On top of providing access to loans and investments for entrepreneurs, RPC also offers other business-building services. For a free or reduced fee, entrepreneurs can access technical business services, such as information and training sessions on accounting principles, budgeting and business plans.
Through his statewide focus groups, Foster learned that 42 percent of the entrepreneurs of color made harmful decisions for their business, because they felt they will be denied a loan because of race, because of seeing other instances in the news or someone they know.
“They do certain alternatives such as overcapitalizing their business with their own money at almost 36 percent more than their white peers,” Foster explained. “Or, 12 percent in some focus group has considered payday lending with astronomical rates that never really get them out of the trouble they’ve gotten in for getting very high, predatory loans.”
“We discovered that we have to be responsive to some of our business technical assistance sessions to ensure that they don’t engage in those alternatives.”
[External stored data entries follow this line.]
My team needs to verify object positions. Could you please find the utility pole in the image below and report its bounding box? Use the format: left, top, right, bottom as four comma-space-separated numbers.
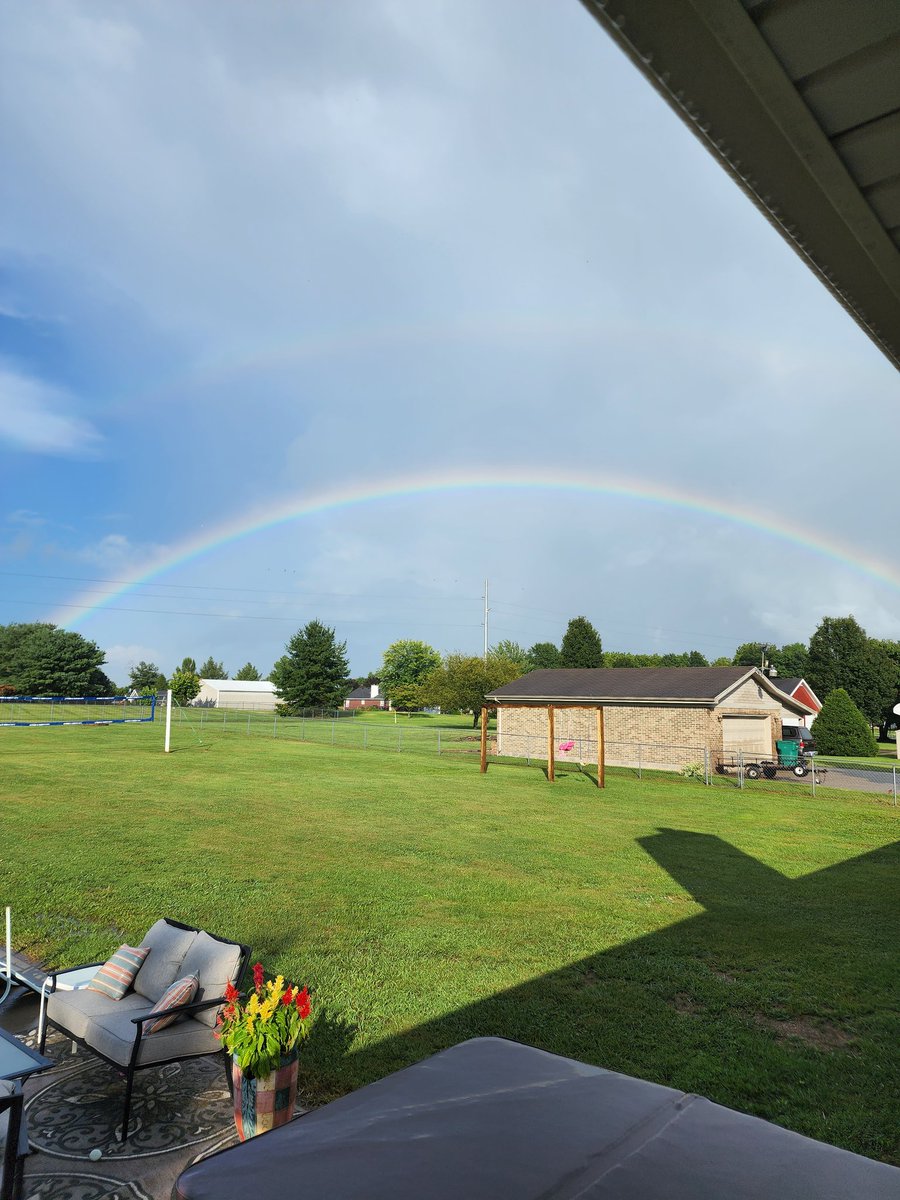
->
483, 579, 490, 662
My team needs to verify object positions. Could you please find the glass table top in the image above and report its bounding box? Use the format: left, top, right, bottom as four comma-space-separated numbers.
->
0, 1027, 53, 1082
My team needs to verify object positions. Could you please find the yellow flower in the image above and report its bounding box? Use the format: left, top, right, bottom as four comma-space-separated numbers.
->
247, 993, 260, 1016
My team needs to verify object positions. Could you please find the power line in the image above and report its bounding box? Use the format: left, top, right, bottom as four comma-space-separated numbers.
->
4, 598, 482, 629
0, 569, 480, 604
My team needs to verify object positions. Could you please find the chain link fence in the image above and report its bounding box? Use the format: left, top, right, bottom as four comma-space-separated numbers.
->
169, 706, 899, 804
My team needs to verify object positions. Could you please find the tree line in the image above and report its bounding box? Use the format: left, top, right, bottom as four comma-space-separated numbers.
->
1, 614, 897, 744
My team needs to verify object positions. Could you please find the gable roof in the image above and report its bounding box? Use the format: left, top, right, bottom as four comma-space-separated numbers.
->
579, 1, 900, 371
487, 666, 812, 713
346, 686, 382, 700
769, 676, 823, 709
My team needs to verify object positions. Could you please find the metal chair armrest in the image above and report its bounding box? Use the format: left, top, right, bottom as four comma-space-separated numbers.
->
44, 962, 104, 993
131, 994, 228, 1025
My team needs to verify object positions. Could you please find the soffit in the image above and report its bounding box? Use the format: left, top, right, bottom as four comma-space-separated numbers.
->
578, 0, 900, 370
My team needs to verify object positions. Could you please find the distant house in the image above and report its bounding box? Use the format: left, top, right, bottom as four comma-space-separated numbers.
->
344, 684, 387, 710
768, 677, 822, 725
486, 666, 813, 771
193, 678, 278, 711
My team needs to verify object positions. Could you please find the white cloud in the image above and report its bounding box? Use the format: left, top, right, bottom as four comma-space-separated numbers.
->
0, 359, 102, 456
75, 534, 134, 566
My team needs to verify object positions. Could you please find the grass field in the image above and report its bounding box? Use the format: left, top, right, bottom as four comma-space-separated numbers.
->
2, 720, 898, 1163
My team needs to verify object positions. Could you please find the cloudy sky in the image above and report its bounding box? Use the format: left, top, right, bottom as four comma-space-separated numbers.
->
2, 0, 898, 684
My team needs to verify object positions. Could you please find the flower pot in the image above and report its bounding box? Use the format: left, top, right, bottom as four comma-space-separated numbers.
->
232, 1050, 299, 1140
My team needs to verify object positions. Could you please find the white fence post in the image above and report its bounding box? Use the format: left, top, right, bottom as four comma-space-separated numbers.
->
164, 689, 172, 753
893, 767, 897, 807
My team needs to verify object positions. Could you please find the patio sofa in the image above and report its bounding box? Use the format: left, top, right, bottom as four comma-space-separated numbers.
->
39, 918, 250, 1141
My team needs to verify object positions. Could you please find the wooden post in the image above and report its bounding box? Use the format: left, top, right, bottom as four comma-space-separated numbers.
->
480, 707, 488, 773
596, 707, 605, 789
547, 706, 555, 782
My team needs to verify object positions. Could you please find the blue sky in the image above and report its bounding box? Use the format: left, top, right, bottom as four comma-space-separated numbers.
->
2, 0, 898, 684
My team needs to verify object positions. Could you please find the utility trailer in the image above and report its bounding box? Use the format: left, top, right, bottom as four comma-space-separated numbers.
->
716, 740, 827, 782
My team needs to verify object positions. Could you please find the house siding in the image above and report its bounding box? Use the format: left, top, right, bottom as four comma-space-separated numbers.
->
498, 704, 717, 771
497, 696, 782, 769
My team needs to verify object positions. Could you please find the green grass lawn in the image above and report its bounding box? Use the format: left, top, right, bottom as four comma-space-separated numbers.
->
817, 753, 898, 771
2, 721, 898, 1164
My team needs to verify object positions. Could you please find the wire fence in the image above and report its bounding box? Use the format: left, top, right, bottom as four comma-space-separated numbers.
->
169, 706, 899, 805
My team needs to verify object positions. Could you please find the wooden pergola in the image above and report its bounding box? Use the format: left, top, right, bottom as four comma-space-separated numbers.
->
480, 704, 605, 787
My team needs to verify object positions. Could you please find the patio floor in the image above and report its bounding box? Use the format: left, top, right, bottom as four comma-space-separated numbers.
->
1, 987, 252, 1200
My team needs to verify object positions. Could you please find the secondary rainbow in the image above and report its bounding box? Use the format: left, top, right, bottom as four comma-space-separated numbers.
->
52, 468, 900, 628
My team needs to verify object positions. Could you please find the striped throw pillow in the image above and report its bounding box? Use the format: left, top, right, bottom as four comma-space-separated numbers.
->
144, 974, 199, 1034
88, 945, 150, 1001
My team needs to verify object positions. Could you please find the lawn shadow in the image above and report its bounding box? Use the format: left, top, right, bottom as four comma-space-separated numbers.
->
332, 830, 900, 1163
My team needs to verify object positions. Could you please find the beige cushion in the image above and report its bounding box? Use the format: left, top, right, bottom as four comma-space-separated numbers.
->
179, 932, 242, 1027
134, 920, 197, 1003
47, 988, 149, 1042
85, 1009, 219, 1066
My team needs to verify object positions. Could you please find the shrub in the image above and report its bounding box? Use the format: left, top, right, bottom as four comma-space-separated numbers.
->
812, 689, 878, 757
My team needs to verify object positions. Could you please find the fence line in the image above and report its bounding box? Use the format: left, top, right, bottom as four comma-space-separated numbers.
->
170, 707, 898, 803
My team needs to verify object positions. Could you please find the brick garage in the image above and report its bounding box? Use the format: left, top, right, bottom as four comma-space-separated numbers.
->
486, 667, 812, 773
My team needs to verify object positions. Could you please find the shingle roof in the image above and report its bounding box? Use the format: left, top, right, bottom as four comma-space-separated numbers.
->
347, 686, 381, 700
770, 677, 803, 696
487, 666, 769, 705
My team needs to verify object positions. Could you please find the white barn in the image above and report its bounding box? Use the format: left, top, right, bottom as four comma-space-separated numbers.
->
194, 679, 278, 711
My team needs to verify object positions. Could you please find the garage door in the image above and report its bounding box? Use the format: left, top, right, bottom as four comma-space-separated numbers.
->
722, 717, 772, 756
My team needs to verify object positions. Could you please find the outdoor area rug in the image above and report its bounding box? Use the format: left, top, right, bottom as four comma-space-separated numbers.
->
2, 993, 304, 1200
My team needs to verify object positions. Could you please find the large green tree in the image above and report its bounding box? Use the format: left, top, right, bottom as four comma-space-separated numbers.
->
179, 657, 197, 674
235, 662, 262, 681
812, 689, 878, 757
420, 653, 523, 728
199, 657, 226, 679
489, 641, 530, 671
807, 616, 895, 724
270, 620, 349, 713
528, 642, 560, 670
732, 642, 767, 668
769, 642, 810, 679
379, 640, 440, 701
0, 623, 110, 695
869, 639, 900, 742
129, 661, 162, 692
559, 617, 602, 668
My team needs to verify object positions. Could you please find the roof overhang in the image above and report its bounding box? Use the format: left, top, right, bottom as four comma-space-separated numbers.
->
578, 0, 900, 371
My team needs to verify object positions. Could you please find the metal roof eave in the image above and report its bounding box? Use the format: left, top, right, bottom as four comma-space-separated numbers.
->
578, 0, 900, 372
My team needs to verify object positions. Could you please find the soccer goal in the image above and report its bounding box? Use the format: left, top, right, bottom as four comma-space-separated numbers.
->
0, 694, 157, 727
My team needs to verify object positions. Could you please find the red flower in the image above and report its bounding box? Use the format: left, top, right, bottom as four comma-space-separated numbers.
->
224, 981, 239, 1002
295, 986, 311, 1020
252, 962, 264, 991
282, 987, 293, 1006
223, 1004, 235, 1020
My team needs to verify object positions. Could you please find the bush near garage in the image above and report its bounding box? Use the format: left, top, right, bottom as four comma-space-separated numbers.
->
812, 689, 878, 757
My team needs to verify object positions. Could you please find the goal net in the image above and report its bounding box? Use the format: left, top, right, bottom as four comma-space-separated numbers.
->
0, 694, 157, 727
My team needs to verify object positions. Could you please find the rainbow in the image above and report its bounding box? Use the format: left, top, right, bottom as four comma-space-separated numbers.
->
52, 467, 900, 628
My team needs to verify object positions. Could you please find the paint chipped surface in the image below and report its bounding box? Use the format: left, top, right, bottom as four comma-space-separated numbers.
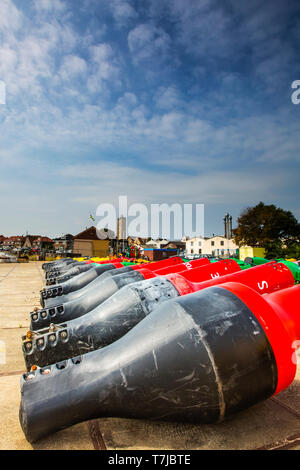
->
192, 320, 226, 422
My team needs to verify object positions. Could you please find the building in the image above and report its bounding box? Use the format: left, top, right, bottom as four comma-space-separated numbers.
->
53, 234, 74, 254
117, 217, 127, 240
185, 236, 238, 257
142, 247, 178, 261
206, 235, 238, 257
127, 237, 149, 246
164, 241, 186, 255
73, 226, 110, 258
145, 239, 157, 247
0, 236, 7, 248
239, 246, 266, 261
145, 239, 169, 249
22, 235, 42, 251
31, 237, 54, 253
185, 237, 206, 256
19, 235, 54, 254
3, 236, 25, 251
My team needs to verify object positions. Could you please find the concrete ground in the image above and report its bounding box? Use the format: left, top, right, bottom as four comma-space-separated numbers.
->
0, 262, 299, 450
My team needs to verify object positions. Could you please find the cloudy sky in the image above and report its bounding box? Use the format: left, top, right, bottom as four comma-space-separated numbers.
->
0, 0, 299, 238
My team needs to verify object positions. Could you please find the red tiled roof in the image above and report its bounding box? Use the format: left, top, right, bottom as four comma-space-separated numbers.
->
74, 226, 99, 240
5, 236, 24, 242
1, 235, 54, 244
33, 237, 54, 243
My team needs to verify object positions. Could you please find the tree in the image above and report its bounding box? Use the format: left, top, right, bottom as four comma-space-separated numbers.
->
233, 202, 300, 258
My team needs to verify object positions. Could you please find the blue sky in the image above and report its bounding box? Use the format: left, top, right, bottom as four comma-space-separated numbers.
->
0, 0, 299, 238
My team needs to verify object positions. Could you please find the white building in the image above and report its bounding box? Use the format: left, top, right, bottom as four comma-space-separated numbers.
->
185, 236, 238, 257
146, 239, 169, 249
185, 237, 205, 256
204, 236, 238, 257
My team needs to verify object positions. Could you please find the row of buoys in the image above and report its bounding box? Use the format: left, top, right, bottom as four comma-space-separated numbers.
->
19, 256, 300, 443
73, 256, 151, 265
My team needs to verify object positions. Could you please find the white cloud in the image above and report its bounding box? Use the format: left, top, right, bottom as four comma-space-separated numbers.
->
128, 23, 171, 63
33, 0, 66, 13
154, 86, 182, 110
90, 43, 113, 63
111, 0, 138, 24
59, 55, 88, 80
117, 92, 137, 107
0, 0, 23, 33
184, 119, 214, 144
57, 161, 295, 211
88, 43, 121, 92
0, 46, 18, 75
0, 7, 81, 100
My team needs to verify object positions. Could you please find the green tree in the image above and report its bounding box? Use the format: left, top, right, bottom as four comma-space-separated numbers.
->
233, 202, 300, 258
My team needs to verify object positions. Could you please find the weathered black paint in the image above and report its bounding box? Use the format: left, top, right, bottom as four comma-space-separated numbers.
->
40, 264, 116, 308
46, 264, 95, 285
45, 261, 80, 277
45, 263, 82, 280
20, 286, 277, 443
30, 270, 145, 332
25, 277, 179, 369
43, 259, 75, 272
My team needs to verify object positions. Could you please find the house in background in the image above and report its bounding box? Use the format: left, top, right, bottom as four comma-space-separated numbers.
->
22, 235, 41, 251
145, 239, 158, 247
164, 240, 186, 256
0, 235, 7, 248
128, 236, 149, 246
205, 235, 238, 257
73, 226, 110, 258
21, 235, 54, 254
31, 237, 54, 254
185, 237, 206, 256
142, 247, 178, 261
53, 234, 74, 254
145, 239, 169, 249
185, 236, 238, 257
3, 236, 25, 251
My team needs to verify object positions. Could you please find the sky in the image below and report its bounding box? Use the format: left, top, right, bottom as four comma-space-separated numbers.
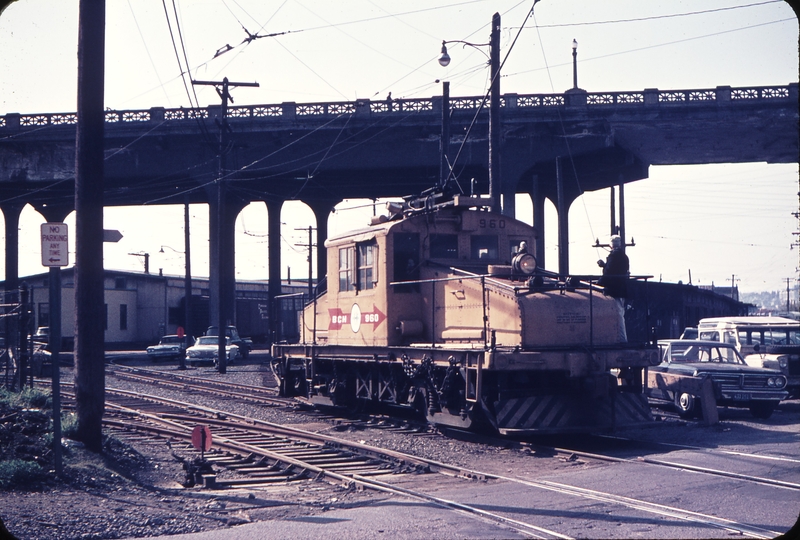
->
0, 0, 797, 295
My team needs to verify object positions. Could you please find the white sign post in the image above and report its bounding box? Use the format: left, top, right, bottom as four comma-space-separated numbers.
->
41, 223, 69, 267
40, 222, 68, 475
To Foster, some of the biggest issues entrepreneurs of color are facing in Grand Rapids are systemic racism, gaps of information and internalized oppression.
“There’s a memo out there on prosperity,” Foster said. “Some of us haven’t gotten the memo.”
Foster hopes to see his work and the work of others eventually eliminate the racial wealth gap in Grand Rapids, and the overall United States, and to see generational wealth in families of color.